Catalogue Text by Edoardo Trisciuzzi
With the studies by Henri Focillon as point of departure, Maurizio Calvesi examined the Eighteenth-Century landscapes of Giovanni Battista Piranesi and underlined their valence as manifestations of historical consciousness, with particular reference to the engraver from the Veneto's construction of space as a “representation of time,” i.e. as a locus of memory and of the imagination, and, therefore, as belonging to the sphere of history.
In the cycle of architectural interiors that Justin Bradshaw has painted for the Gandini Chapel, the English artist seems to refer to the great Piranesian model, not only by way of the invariable element that their subject matter represents – he has, in the past, focused upon Roman cityscapes as well – but especially because of the mnemonic reaction, which issues almost from the anamnesis – the recollection of an experience that has been a part of us since the start – that the paintings evoke.

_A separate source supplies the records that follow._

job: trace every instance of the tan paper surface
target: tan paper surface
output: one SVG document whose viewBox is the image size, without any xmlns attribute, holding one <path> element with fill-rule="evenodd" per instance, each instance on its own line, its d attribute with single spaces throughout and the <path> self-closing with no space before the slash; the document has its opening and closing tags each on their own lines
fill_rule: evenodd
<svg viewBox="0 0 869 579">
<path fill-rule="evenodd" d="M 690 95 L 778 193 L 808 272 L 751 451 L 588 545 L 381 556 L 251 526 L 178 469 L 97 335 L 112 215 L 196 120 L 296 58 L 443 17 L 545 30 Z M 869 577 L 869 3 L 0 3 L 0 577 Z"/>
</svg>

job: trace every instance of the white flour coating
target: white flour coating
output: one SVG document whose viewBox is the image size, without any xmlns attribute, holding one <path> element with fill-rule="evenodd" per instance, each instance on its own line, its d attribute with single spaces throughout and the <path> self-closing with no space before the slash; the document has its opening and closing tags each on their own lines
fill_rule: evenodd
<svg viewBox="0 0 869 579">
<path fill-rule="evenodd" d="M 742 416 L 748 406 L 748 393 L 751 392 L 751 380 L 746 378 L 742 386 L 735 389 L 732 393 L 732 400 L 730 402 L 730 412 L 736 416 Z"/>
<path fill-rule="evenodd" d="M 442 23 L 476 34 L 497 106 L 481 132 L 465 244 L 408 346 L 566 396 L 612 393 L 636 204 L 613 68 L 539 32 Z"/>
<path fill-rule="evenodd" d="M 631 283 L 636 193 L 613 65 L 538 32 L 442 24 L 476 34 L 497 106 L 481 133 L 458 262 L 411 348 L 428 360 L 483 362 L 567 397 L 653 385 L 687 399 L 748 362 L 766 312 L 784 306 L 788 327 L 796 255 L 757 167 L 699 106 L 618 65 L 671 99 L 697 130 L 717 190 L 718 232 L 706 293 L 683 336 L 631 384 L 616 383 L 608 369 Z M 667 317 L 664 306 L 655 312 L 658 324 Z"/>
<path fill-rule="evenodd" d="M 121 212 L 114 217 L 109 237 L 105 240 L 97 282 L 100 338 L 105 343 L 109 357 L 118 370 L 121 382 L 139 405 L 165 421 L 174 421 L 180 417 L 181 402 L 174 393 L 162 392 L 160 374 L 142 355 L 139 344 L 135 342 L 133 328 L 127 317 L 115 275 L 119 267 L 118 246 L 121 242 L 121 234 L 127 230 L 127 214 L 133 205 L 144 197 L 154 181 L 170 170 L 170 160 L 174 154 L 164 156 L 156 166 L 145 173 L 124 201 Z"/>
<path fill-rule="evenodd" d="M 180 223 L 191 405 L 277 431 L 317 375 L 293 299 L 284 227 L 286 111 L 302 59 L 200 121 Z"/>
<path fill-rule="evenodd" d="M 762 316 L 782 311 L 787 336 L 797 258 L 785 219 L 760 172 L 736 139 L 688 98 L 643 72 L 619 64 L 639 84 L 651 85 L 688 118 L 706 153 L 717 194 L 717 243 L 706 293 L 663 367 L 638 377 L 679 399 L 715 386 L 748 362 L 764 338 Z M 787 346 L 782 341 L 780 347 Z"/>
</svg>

Enveloped by an enigmatic halo, dissolved almost, the environments that Bradshaw has reproduced present themselves as the remembrances of markings left by first-hand experience; without any dispersion of their original grandiosity, his naves on the contrary unleash the same “emotional effect of something impending,” capable of striking an observer's most recondite unconscious, that Franco Purini evinced in Piranesi's work. But the strings of the subconscious are not plucked in terms of a psychoanalytic investigation; the artist is instead interested in opening a window onto an interior dimension at once dreamy and imposing, uneasy and absorbed, that sets itself along the red line that reaches all the way back to the Gothic ruins depicted by Caspar David Friedrich.
The connection with Romantic spirituality is the result of the Gesamtkunstwerk (Total work of art) character expressed by Bradshaw's paintings – which, on the whole, may be considered as a single installation. The link with the preexisting context implies the double register with which the cycle presents itself; if, on the one hand, the works fall into immediate osmosis with Jack Sal's minimalist decorations and the late-Baroque traits of the Chapel itself – which is reproduced, moreover, in one of the paintings, according to a subtly conceptual interplay – on the other hand they express, through their almost hyper-realistic rendering, a strong representational autonomy. Bradshaw's Interiors are not mere recordings, instead they establish that difference between personal projection and objective knowledge of reality which has also been dear to the German artist Gerhard Richter, and which their blurring and fading effects refer to, “a metaphor of the conditioning of perception itself.” In this sense, by adopting the Richterian principle according to which “what one does is nothing other than reproduction of oneself and therefore reality in itself,” the English artist separates the object from the objective and causes the viewer to partake even further of an interaction and an experience that does not come to a halt with the present moment.


download the catalogue (in Italian)
In memory of Luigi Attardi (1952 - 2014), a dear and affectionate friend who put so much energy into holding this exhibition in a place that was very special to him. He is remembered as a valued friend and as a talented, profound and agile poet by many.